Portant à cœur l’intégration pour accélérer la croissance économique en Afrique, la Banque africaine de développement (BAD) s’emploie à appuyer les États membres. En témoigne le financement qu’elle vient d’accorder à l’UEMOA en vue de faciliter la mise en œuvre de la ZL ECAf.
Face à l’accélération des dynamiques d’intégration sur le continent africain, les institutions financières régionales et internationales intensifient leur appui aux mécanismes de libre-échange.
C’est dans cette logique que le Fonds africain de développement (FAD), réuni en conseil d’administration à Abidjan, a validé un financement de 1,7 milliard de francs CFA destiné à accompagner la mise en œuvre de la Zone de libre-échange continentale africaine (ZLECAf) au sein de l’Union économique et monétaire ouest-africaine (UEMOA).
Ce soutien financier vise à consolider les cadres institutionnels des États membres tout en renforçant leurs capacités opérationnelles.
Il s’agit notamment d’appuyer l’alignement des politiques commerciales, d’accompagner l’adaptation des réglementations nationales et de favoriser l’application effective des dispositions de la ZLECAf dans l’espace communautaire.
Au-delà des aspects normatifs, l’initiative entend également lever les obstacles qui freinent encore les échanges intra-africains.
Parmi ces contraintes figurent le coût élevé des transactions, les lenteurs administratives et les disparités réglementaires entre les pays.

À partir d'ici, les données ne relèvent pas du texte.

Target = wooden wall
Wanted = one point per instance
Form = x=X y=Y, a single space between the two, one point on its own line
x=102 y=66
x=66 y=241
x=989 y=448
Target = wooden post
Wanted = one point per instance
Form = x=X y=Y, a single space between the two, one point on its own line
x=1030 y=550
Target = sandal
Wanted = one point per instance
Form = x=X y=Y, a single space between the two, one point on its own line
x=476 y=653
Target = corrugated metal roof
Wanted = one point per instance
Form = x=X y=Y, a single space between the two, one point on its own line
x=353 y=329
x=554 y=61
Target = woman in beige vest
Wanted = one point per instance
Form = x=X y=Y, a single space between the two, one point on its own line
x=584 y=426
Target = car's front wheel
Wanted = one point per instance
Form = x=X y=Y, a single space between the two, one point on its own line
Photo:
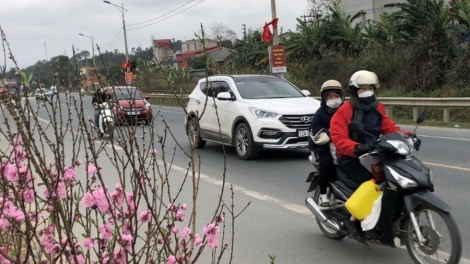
x=244 y=144
x=193 y=134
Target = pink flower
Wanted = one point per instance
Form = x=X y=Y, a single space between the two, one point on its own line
x=145 y=216
x=100 y=199
x=119 y=256
x=171 y=260
x=212 y=241
x=69 y=174
x=88 y=200
x=61 y=190
x=106 y=231
x=11 y=173
x=80 y=259
x=179 y=215
x=28 y=196
x=14 y=213
x=185 y=233
x=91 y=169
x=197 y=240
x=89 y=243
x=220 y=219
x=126 y=241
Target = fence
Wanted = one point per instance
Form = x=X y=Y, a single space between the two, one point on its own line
x=389 y=102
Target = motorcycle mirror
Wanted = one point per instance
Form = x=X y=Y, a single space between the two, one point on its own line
x=355 y=127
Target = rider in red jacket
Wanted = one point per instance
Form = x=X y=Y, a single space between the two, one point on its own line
x=363 y=107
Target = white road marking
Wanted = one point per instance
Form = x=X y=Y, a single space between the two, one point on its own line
x=451 y=138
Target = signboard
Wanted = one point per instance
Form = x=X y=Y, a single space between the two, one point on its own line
x=96 y=79
x=129 y=77
x=277 y=58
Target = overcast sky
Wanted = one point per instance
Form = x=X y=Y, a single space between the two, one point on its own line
x=40 y=29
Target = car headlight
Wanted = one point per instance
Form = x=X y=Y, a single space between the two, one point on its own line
x=404 y=182
x=401 y=147
x=260 y=113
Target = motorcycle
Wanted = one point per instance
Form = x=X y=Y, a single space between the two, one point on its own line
x=410 y=211
x=106 y=121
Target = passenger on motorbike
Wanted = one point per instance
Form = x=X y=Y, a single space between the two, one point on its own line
x=332 y=97
x=101 y=96
x=363 y=107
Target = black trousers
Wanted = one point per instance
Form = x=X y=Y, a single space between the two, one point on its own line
x=327 y=170
x=356 y=172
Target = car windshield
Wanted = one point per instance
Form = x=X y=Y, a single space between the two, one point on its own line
x=265 y=87
x=127 y=94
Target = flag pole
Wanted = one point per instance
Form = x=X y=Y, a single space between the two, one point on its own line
x=273 y=14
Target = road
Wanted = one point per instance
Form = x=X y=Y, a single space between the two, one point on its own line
x=278 y=223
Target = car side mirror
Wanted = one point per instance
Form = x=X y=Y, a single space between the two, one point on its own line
x=225 y=96
x=421 y=115
x=356 y=127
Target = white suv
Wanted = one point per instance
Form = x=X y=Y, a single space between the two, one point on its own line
x=255 y=112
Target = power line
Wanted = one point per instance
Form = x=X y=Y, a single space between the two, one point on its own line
x=167 y=17
x=162 y=15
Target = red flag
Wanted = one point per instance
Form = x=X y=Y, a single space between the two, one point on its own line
x=274 y=23
x=267 y=35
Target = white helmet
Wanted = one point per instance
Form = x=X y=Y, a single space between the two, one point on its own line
x=361 y=78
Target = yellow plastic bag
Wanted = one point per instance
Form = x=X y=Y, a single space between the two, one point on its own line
x=362 y=200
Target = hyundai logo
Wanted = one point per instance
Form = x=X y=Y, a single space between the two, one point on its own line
x=305 y=119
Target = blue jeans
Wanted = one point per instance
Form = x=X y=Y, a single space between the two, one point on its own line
x=97 y=117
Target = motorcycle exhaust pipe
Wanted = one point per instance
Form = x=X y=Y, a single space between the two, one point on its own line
x=319 y=214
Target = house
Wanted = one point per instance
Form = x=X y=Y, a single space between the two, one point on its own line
x=217 y=55
x=196 y=44
x=163 y=51
x=372 y=8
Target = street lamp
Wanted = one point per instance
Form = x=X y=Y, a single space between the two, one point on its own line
x=122 y=9
x=92 y=46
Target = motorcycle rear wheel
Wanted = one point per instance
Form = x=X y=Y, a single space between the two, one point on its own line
x=442 y=244
x=327 y=231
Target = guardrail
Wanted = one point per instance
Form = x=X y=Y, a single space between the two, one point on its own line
x=445 y=103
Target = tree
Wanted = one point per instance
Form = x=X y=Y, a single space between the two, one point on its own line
x=222 y=34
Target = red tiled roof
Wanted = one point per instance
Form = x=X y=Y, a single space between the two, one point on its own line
x=162 y=42
x=194 y=52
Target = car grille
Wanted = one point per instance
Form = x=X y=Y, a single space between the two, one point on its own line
x=129 y=109
x=295 y=121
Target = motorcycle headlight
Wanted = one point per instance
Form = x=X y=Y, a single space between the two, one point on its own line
x=401 y=147
x=404 y=182
x=260 y=113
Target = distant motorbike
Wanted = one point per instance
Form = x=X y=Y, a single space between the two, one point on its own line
x=106 y=121
x=416 y=216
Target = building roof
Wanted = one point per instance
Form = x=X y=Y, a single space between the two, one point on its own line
x=162 y=43
x=194 y=52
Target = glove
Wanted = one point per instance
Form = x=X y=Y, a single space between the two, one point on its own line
x=362 y=149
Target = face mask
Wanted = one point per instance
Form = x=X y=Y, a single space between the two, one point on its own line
x=366 y=94
x=335 y=103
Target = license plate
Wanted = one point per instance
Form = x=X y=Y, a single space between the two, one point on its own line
x=302 y=133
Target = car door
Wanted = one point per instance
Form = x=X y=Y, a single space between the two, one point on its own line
x=226 y=110
x=208 y=120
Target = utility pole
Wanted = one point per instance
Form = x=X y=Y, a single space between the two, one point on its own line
x=273 y=14
x=244 y=31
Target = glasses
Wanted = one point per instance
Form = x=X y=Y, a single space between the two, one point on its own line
x=366 y=87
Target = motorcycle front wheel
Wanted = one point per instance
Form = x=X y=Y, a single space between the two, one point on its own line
x=327 y=231
x=442 y=241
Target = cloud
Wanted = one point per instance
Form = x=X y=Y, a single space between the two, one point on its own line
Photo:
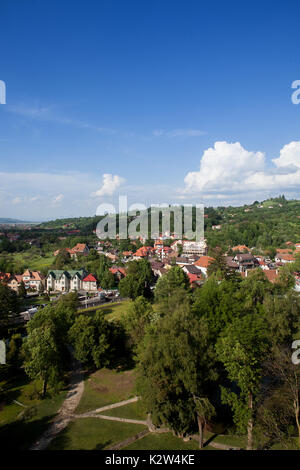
x=109 y=185
x=231 y=169
x=178 y=133
x=289 y=155
x=58 y=199
x=16 y=200
x=47 y=113
x=223 y=166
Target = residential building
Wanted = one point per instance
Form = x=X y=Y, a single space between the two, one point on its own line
x=70 y=280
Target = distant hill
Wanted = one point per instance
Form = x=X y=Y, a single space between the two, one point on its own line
x=4 y=221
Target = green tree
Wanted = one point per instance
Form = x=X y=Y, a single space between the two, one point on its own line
x=22 y=290
x=62 y=259
x=137 y=281
x=42 y=356
x=176 y=371
x=241 y=348
x=91 y=339
x=8 y=303
x=173 y=279
x=137 y=318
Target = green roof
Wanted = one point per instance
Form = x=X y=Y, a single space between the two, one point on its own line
x=70 y=273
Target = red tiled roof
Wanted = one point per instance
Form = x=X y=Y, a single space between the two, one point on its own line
x=240 y=248
x=89 y=278
x=272 y=275
x=204 y=261
x=79 y=247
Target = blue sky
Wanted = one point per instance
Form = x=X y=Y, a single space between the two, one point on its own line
x=173 y=101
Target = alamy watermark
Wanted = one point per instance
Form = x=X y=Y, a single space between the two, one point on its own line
x=296 y=354
x=296 y=94
x=2 y=352
x=2 y=92
x=138 y=221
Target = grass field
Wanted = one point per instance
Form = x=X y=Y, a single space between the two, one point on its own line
x=105 y=387
x=21 y=425
x=164 y=441
x=132 y=411
x=93 y=434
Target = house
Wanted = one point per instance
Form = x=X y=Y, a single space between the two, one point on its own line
x=4 y=277
x=113 y=257
x=245 y=261
x=157 y=268
x=191 y=269
x=33 y=279
x=203 y=262
x=284 y=258
x=231 y=263
x=272 y=275
x=89 y=283
x=182 y=260
x=81 y=249
x=196 y=280
x=66 y=280
x=194 y=247
x=119 y=273
x=241 y=248
x=143 y=252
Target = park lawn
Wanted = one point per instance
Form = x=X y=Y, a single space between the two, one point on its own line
x=93 y=434
x=20 y=426
x=164 y=441
x=130 y=411
x=105 y=387
x=230 y=440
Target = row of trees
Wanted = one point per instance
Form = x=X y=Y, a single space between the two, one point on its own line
x=228 y=343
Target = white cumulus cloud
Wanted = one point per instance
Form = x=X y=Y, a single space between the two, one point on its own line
x=58 y=198
x=230 y=168
x=223 y=166
x=110 y=183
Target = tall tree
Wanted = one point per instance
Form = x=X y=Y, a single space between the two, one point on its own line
x=241 y=349
x=176 y=370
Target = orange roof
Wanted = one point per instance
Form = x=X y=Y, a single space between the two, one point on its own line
x=272 y=275
x=240 y=248
x=79 y=247
x=204 y=261
x=143 y=251
x=34 y=275
x=115 y=270
x=89 y=278
x=287 y=257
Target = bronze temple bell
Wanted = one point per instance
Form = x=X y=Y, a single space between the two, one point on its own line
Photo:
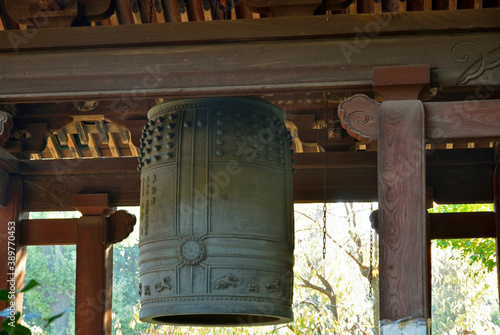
x=216 y=233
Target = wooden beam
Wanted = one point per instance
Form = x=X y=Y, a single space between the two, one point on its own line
x=444 y=121
x=457 y=225
x=214 y=66
x=457 y=176
x=496 y=192
x=462 y=225
x=64 y=231
x=402 y=222
x=48 y=232
x=94 y=266
x=12 y=254
x=232 y=31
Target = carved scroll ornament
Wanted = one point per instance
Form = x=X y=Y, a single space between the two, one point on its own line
x=359 y=116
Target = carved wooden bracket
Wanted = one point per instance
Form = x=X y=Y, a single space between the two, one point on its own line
x=359 y=116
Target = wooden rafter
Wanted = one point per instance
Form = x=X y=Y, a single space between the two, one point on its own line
x=229 y=58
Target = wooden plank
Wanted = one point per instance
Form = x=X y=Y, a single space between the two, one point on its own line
x=12 y=254
x=81 y=129
x=496 y=193
x=94 y=149
x=252 y=30
x=404 y=239
x=94 y=267
x=113 y=146
x=445 y=121
x=462 y=119
x=258 y=67
x=73 y=147
x=458 y=176
x=459 y=225
x=53 y=147
x=102 y=131
x=249 y=68
x=48 y=232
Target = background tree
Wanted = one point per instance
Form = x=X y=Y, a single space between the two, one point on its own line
x=331 y=296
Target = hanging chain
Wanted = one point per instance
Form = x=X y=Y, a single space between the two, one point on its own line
x=325 y=175
x=370 y=274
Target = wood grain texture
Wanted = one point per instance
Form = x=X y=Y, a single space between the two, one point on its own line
x=404 y=82
x=359 y=116
x=456 y=225
x=457 y=176
x=444 y=120
x=48 y=232
x=462 y=119
x=12 y=213
x=230 y=31
x=94 y=267
x=496 y=192
x=404 y=240
x=229 y=68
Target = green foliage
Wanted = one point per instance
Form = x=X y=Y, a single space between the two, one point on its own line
x=10 y=325
x=481 y=250
x=461 y=302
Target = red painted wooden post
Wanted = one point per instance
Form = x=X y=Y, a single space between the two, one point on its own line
x=398 y=125
x=94 y=266
x=496 y=193
x=12 y=270
x=404 y=230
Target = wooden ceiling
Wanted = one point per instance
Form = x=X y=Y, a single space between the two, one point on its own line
x=160 y=11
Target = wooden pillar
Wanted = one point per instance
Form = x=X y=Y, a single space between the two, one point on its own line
x=12 y=255
x=94 y=266
x=398 y=125
x=496 y=193
x=404 y=233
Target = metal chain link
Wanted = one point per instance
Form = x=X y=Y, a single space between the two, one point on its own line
x=151 y=11
x=370 y=275
x=325 y=175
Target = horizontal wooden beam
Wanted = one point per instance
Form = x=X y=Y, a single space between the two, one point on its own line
x=48 y=231
x=446 y=120
x=267 y=29
x=327 y=58
x=457 y=176
x=456 y=225
x=64 y=231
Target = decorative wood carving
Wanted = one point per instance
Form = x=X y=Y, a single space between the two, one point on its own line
x=359 y=116
x=120 y=225
x=478 y=60
x=403 y=228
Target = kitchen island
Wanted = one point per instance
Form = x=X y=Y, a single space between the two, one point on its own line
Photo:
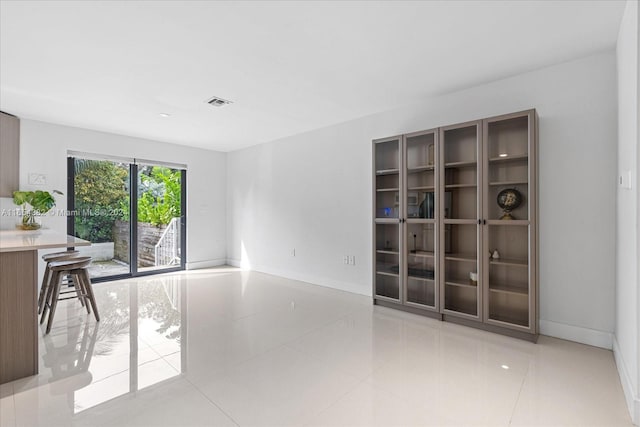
x=19 y=297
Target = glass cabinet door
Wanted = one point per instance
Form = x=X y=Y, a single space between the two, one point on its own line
x=387 y=179
x=421 y=215
x=387 y=261
x=508 y=212
x=388 y=213
x=460 y=228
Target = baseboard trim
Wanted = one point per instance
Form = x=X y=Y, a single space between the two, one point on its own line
x=577 y=333
x=196 y=265
x=233 y=262
x=307 y=278
x=633 y=401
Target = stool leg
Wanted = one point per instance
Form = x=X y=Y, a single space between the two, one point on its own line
x=89 y=291
x=54 y=302
x=71 y=279
x=43 y=288
x=80 y=291
x=46 y=304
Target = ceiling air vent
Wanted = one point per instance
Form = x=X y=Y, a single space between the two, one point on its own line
x=218 y=102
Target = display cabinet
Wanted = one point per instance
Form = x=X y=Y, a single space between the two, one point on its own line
x=459 y=175
x=510 y=211
x=455 y=223
x=387 y=156
x=421 y=274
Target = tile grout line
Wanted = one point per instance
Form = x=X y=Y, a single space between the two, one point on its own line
x=515 y=405
x=212 y=402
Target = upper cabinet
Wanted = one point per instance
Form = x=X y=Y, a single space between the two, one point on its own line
x=9 y=154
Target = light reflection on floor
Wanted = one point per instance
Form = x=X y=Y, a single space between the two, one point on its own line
x=230 y=347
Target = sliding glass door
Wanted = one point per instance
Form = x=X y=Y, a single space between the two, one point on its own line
x=159 y=218
x=131 y=212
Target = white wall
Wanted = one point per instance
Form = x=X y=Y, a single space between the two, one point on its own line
x=312 y=192
x=43 y=149
x=627 y=338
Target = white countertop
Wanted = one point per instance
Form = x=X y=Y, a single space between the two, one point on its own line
x=21 y=240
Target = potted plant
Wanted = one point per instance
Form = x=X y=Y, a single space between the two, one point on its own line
x=34 y=204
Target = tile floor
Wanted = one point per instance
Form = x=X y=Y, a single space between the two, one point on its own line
x=227 y=347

Le projet prévoit ainsi une série de consultations nationales afin d’évaluer le niveau d’application de l’accord et d’identifier les difficultés persistantes sur le terrain.
Dans une approche coordonnée, un mécanisme régional de suivi sera mis en place pour renforcer la cohérence entre les États membres.
L’objectif affiché est de faciliter l’application harmonisée des règles commerciales, de fluidifier les échanges transfrontaliers et de consolider le processus d’intégration économique.
Le secteur privé occupe une place centrale dans ce dispositif. Des programmes de formation ciblés seront proposés, en particulier aux petites et moyennes entreprises à fort potentiel exportateur.
Ces sessions porteront sur les procédures d’exportation, l’accès aux financements, le respect des normes internationales ainsi que l’intégration des technologies dans les chaînes de production.